Earlier this week, in a post that disputed the claim that Jeb Bush is to blame for rise of Donald Trump, I wrote that if Bush endorses Marco Rubio ahead of the Florida primary, he will have nothing to apologize for if Trump is the nominee. At the time, the speculation in Florida was that Bush likely would endorse Rubio.

Today, however, the Washington Post tell us that a spokeswoman for Bush says he has no plan to back Rubio, his former protege.

If true, that’s pathetic. As Adam C. Smith, political editor of the Tampa Times says, “Bush may doubt Rubio’s preparedness, but he doesn’t doubt Rubio is a better choice than Trump.” Thus, “the former governor would look incredibly petty if he did not step up and do something to help derail Trump.”

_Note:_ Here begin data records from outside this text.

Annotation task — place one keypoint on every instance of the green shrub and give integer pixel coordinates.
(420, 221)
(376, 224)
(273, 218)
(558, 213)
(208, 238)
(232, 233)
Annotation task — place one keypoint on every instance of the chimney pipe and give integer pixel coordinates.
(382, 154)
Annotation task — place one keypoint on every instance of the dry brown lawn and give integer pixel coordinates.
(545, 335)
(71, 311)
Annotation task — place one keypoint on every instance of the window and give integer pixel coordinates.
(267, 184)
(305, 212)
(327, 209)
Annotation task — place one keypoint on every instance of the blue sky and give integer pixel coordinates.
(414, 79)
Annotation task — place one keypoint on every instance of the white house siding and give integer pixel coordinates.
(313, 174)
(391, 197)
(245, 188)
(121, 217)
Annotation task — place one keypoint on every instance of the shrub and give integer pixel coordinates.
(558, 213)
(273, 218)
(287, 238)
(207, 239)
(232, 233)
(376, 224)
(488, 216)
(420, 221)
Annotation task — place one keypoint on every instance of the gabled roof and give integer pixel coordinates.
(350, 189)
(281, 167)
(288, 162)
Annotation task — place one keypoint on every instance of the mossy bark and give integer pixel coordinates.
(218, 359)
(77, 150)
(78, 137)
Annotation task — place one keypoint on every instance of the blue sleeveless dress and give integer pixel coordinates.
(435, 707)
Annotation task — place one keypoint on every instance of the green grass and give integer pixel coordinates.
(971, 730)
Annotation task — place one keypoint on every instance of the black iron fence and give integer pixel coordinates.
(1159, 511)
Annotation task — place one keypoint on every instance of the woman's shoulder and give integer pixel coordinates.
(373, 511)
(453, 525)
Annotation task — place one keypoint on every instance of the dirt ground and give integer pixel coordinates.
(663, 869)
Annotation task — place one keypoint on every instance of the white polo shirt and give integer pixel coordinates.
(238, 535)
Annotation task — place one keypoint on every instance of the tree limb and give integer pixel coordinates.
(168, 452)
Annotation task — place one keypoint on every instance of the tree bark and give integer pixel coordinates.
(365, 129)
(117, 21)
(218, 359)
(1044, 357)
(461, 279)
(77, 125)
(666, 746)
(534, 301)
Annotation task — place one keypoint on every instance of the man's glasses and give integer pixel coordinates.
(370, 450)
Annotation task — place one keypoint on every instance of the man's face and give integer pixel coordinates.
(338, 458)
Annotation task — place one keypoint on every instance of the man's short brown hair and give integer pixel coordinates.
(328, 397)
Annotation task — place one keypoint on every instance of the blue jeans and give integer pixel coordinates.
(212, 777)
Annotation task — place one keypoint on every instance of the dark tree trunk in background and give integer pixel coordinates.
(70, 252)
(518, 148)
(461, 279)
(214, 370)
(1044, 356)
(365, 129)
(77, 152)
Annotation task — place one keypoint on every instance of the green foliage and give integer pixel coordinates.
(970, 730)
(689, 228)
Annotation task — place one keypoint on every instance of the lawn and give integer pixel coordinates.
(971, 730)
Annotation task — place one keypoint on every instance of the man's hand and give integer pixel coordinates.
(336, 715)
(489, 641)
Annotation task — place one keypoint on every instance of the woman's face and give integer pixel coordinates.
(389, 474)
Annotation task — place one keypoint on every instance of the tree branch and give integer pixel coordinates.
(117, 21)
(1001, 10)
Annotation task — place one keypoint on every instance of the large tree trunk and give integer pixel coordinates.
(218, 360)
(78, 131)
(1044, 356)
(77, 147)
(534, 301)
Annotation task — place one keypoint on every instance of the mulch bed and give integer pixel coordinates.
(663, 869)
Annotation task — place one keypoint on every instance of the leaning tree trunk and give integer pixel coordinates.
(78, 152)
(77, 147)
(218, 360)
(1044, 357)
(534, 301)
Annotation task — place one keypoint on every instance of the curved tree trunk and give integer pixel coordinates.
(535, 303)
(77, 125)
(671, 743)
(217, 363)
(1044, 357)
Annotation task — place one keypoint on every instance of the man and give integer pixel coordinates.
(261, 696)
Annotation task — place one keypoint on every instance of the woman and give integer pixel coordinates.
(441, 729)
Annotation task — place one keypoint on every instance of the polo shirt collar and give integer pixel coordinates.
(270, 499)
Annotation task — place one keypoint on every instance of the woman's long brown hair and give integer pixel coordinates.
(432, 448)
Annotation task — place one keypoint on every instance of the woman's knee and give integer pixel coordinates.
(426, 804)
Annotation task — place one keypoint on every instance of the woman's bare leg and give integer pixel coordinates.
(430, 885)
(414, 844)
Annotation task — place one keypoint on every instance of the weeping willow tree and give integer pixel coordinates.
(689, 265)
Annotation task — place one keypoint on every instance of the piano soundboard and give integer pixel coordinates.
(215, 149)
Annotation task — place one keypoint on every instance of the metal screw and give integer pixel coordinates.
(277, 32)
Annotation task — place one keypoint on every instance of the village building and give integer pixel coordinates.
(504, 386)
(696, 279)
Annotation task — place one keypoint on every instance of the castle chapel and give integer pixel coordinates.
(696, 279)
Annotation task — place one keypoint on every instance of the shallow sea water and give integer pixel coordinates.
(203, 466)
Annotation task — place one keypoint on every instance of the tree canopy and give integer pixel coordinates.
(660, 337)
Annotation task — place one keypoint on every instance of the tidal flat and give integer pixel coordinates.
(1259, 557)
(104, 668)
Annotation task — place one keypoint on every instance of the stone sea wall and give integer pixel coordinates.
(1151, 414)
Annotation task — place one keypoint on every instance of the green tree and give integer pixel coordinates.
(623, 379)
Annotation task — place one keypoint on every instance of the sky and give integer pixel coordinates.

Four years ago, Bush recommended Rubio to Mitt Romney as a running mate. If Rubio was prepared to be vice president then, any “doubt” Bush has about Rubio’s preparedness for the presidency for years later cannot be substantial.

Moreover, while he was in this year’s race Bush did a better job than any candidate of articulating Trump’s unfitness for the presidency. Surely, Bush understands not just that Rubio is a better choice than Trump, but that it’s no contest.

It’s one thing if Bush wants to make Rubio sweat for a few days. That would be petty, but understandable given Bush’s unhappiness with Rubio’s entry into the race and the bitterness that resulted from their rival campaigns.

But for Bush to remain neutral throughout the run-up to the Florida primary would be unforgivable. Politicians don’t prove their good character by giving classy speeches announcing their withdrawal from the campaign after they have been trounced. They prove it by putting the bitterness of the trouncing behind them and doing what they know is best for the country.

Our country is on the verge of seeing the Republican party taken over by a left of center authoritarian bully who understands public policy and world affairs only dimly and the U.S. Constitution little, if at all. Anyone who perceives this, as Bush has shown he does, has a responsibility to do whatever he or she can to block Trump’s hostile takeover.

What Bush can do is endorse Marco Rubio in order, if nothing else, to minimize Trump’s chances of winning almost 100 delegates. A Bush endorsement would carry plenty of weight in Florida.

Enough weight to carry Rubio to victory in Florida? Maybe not. Enough impact to derail Trump? Doubtful.

But these aren’t the relevant questions right now. Republicans who understand the danger Trump poses have less than two weeks to try to stop him. It’s time — past time, actually — for them to pull their finger out.